His record stood for 13 years, till Saeed Anwar of Pakistan scored 194 against the Indian bowlers in 1997. Charles Coventry of Zimbabwe equalled him in a 2009 match against Bangladesh.

In other words: The record set by Richards in 1984 had been improved by just five runs over the next 25 years. A double hundred in a 50-over game was a distant dream. An individual score above 250 was akin to the two-minute mile.

Then everything changed. There have been four double centuries since then: one each by Sachin Tendulkar and Virendra Sehwag, and two by Sharma.
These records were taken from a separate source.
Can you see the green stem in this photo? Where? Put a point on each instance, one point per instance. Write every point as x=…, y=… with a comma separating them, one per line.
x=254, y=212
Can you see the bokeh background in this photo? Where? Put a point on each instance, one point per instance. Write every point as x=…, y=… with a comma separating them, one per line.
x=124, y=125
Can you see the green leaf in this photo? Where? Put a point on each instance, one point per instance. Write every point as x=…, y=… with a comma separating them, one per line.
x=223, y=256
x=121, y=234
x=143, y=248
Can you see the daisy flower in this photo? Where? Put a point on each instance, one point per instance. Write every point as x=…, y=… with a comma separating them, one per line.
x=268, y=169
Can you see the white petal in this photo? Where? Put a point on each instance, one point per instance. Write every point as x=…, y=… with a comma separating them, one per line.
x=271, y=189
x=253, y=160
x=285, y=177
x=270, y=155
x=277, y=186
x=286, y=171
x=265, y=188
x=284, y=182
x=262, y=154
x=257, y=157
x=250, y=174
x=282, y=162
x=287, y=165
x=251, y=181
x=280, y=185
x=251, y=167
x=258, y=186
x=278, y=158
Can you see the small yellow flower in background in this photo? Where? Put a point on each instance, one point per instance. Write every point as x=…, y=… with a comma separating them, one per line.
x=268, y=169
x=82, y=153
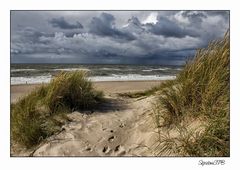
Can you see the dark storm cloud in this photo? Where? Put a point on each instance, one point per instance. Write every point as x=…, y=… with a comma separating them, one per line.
x=104, y=25
x=63, y=24
x=168, y=28
x=113, y=37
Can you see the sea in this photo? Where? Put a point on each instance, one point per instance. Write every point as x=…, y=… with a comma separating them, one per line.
x=43, y=73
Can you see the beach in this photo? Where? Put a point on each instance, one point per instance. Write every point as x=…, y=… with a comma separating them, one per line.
x=111, y=87
x=121, y=127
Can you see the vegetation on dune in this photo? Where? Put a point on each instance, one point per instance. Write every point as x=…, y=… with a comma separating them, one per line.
x=202, y=89
x=42, y=112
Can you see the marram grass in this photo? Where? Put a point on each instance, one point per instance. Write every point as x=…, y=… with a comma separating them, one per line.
x=202, y=89
x=40, y=114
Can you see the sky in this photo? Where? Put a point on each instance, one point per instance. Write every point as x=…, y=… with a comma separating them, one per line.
x=113, y=37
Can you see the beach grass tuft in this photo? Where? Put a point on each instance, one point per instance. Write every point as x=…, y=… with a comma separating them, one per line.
x=201, y=90
x=41, y=113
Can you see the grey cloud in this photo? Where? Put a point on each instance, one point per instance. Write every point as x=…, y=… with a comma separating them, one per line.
x=115, y=37
x=104, y=26
x=63, y=24
x=168, y=28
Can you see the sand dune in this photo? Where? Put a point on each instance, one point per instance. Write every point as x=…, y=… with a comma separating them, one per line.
x=121, y=127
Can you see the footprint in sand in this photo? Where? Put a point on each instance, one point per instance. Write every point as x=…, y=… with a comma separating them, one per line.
x=106, y=149
x=122, y=125
x=111, y=138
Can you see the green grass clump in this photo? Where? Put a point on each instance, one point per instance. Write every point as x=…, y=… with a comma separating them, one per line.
x=42, y=112
x=71, y=91
x=202, y=89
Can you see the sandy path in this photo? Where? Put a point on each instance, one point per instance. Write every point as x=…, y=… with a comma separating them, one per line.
x=125, y=128
x=122, y=127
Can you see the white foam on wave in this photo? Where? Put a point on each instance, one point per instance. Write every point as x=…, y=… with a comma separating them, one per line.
x=105, y=68
x=156, y=69
x=130, y=77
x=31, y=80
x=114, y=77
x=71, y=69
x=18, y=70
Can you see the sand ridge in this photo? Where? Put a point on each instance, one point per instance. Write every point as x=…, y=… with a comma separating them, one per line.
x=126, y=130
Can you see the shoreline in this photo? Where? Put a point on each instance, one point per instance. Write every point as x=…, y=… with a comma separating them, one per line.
x=108, y=87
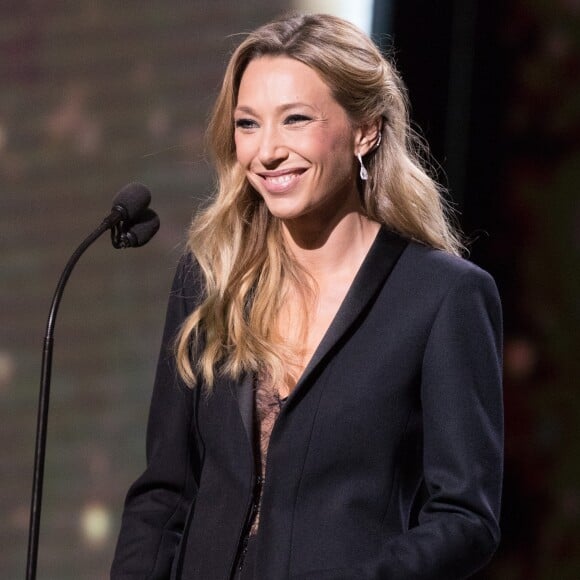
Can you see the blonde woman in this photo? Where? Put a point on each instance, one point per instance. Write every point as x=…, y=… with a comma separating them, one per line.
x=327, y=403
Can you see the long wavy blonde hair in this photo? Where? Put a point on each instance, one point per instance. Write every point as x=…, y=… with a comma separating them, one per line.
x=238, y=244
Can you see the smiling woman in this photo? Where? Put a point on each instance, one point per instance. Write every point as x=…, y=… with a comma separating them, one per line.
x=328, y=402
x=298, y=146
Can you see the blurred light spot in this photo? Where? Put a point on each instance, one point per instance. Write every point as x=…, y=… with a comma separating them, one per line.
x=96, y=524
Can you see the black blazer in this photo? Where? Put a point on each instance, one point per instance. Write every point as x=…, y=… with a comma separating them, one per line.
x=385, y=462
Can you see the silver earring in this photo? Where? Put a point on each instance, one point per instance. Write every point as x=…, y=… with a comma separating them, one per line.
x=364, y=174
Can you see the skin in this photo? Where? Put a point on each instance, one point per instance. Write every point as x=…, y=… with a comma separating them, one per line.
x=298, y=149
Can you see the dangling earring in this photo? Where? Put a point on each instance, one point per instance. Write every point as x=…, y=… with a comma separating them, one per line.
x=364, y=174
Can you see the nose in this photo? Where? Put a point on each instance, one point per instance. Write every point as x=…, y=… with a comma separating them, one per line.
x=273, y=148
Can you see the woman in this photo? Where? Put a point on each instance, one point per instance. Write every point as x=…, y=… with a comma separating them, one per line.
x=332, y=409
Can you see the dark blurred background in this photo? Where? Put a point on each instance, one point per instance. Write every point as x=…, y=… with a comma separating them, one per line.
x=94, y=94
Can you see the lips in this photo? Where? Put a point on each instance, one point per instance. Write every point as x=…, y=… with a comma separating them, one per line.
x=282, y=180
It is as if batsmen are becoming increasingly productive. Who knows what more lies in store for bowlers?

Meanwhile, the poor bowlers remain trapped in the dynamics of the Baumol cost disease. Mitchell Johnson today is not much faster than Jeff Thomson was some four decades ago. Now just imagine what would have happened if the productivity of bowlers had progressed at the same rate as batsmen. You would have had fast bowlers hurling the cherry at 200 kmph. Now that would be something.

It is a common grouse that batsmen have benefited from better bats. Even a mishit soars above the boundary these days. Tennis players also have better rackets, but the competitors on both sides of the net have equal access to the tools of power tennis.

In cricket, on the other hand, contests have become imbalanced because bowlers have had no comparable technological advance to take advantage of. Even some of the cricket balls are made to swing less these days.

The batsmen have escaped the clutches of the Baumol cost disease with new batting technology while the ill-fated bowlers have had no such luck.

And there lies one of the core problems of modern cricket.